Reasons for an extreme overgrowth of Akkermansia in a sample?

Surprisingly, the relative abundance of the phylum Verrucomicrobia is 86% in sample X. Only 1 ASV account for the majority of the ASVs classified as this phylum in that sample. This one ASV is classified as Akkermansia (confidence level 92%) and its relative abundance is 84% in sample X. While this ASV is present in 94 samples (out of about 300 samples), the relative abundance of Akkermansia does not exceed 28% in any of the other samples. Interestingly, there are 55 ASVs classified as Akkermanisa (albeit, with confidence levels as low as 72%). This particular ASV is the most prevalent and most abundant among all ASVs classified as Akkermanisa in nearly all samples in which it is present. Surprisingly, sample X has 50 out of 55 of the ASVs classified as Akkermanisa present in the sample, whereas other samples have at most 2 present.

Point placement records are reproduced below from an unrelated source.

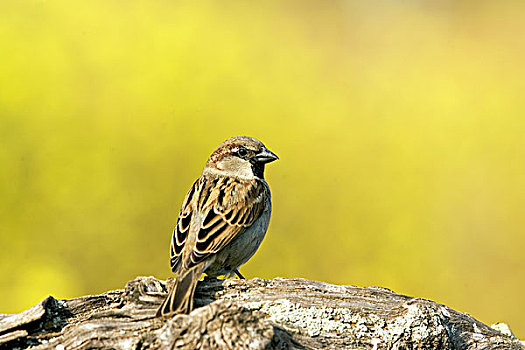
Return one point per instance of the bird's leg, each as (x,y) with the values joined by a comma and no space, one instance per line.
(239,274)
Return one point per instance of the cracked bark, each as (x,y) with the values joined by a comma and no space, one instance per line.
(255,314)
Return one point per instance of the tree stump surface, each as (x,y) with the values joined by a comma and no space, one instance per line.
(249,314)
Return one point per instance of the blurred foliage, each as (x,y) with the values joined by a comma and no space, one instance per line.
(400,127)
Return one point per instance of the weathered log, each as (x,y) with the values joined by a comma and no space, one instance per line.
(250,314)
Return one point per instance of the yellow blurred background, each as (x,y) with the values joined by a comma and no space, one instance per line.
(400,126)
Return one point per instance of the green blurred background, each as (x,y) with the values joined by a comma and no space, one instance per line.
(400,126)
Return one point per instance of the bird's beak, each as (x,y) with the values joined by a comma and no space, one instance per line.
(265,156)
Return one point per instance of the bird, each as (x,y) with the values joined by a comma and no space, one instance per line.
(223,219)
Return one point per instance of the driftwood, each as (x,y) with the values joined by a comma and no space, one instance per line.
(249,314)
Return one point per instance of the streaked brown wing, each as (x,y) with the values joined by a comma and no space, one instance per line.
(180,233)
(228,206)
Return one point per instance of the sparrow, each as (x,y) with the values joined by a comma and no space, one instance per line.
(223,219)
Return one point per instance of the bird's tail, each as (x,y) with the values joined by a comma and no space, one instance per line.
(180,297)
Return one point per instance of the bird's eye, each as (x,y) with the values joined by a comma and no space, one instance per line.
(242,152)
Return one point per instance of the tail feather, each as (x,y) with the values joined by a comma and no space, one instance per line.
(180,297)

Based on the unweighted unifrac emperor 3D plot, sample X looks like an outlier, but not based on the weighted unifrac emperor plot. I haven’t found anything abnormal about the sample itself other than this issue. It looks like the sample has a normal taxa profile by presence although by relative abundance, all other taxa in the sample are smaller by percentage relative to the other samples (See the figure below. Sample X is the last column, ordered by Verrucomicrobiae abundance in ascending order). This sample has 322 representative ASVs and 226,603 total sequences, both above the median by about 1 and 2 standard deviations, respectively. I ran the Deblur alternative pipeline and everything seems to have run well, there wasnt any major loss of reads in any of the pipeline steps. Quality of the sample looks good (checked using fastqc). Mock communities look good. Reads are from the V4 region of 16S rRNA and classified using my trained SILVA taxonomy. Its Bristol Stool scale type is 3, which is considered normal by the scale. The person was not treated for anything recently but was on medication. However, other participants were on the same medication and none of them had this extreme overgrowth.

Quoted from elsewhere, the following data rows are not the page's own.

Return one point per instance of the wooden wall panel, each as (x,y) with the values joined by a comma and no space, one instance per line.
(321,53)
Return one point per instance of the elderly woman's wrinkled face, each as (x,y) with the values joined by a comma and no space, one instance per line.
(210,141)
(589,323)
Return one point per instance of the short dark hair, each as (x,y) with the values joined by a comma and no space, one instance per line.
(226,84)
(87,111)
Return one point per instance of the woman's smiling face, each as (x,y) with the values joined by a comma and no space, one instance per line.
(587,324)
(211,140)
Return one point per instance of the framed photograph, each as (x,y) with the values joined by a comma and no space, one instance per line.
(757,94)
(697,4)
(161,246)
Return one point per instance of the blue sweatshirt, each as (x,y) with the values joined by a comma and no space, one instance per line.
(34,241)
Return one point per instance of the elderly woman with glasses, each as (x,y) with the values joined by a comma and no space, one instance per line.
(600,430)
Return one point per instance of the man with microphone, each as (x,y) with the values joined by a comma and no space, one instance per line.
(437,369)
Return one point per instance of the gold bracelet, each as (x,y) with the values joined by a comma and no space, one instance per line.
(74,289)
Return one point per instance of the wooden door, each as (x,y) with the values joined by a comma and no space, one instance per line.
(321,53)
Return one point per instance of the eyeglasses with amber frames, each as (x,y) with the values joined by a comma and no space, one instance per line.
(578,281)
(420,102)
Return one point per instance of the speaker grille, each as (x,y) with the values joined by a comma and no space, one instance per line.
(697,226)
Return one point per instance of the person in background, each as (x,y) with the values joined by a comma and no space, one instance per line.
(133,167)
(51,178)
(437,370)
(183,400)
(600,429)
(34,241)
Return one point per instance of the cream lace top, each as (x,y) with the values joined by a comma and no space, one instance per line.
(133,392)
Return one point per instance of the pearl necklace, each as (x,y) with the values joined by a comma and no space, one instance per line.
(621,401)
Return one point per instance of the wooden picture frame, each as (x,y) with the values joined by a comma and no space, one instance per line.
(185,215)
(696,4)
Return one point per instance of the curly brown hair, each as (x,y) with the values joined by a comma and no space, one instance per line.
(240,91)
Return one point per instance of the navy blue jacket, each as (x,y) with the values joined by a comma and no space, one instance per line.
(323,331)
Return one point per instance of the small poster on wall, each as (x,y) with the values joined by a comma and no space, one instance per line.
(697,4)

Any ideas why there is an extreme overgrowth of Akkeremansia strains in this one stool sample? Have you seen something like this before? Could this be a technical issue? Your thoughts are much appreciated.

Best regards

Hi @amirza,

I would suspect that it’s a biological condition, rather than a technical one. In my (ample anecdotal) experience with fecal samples, Akkermansia is often associated with energy balance, and specifically, fasting or starvation. (For example, you may find it in pre-treatment anorexics.) So, I would check your metadata and see where this individuals falls. Have they been fasting? (Have they all been fasting? That’s a lot more Akkermansia than what I’d expect in an adult microbiome, Im used to seeing it at about 1%.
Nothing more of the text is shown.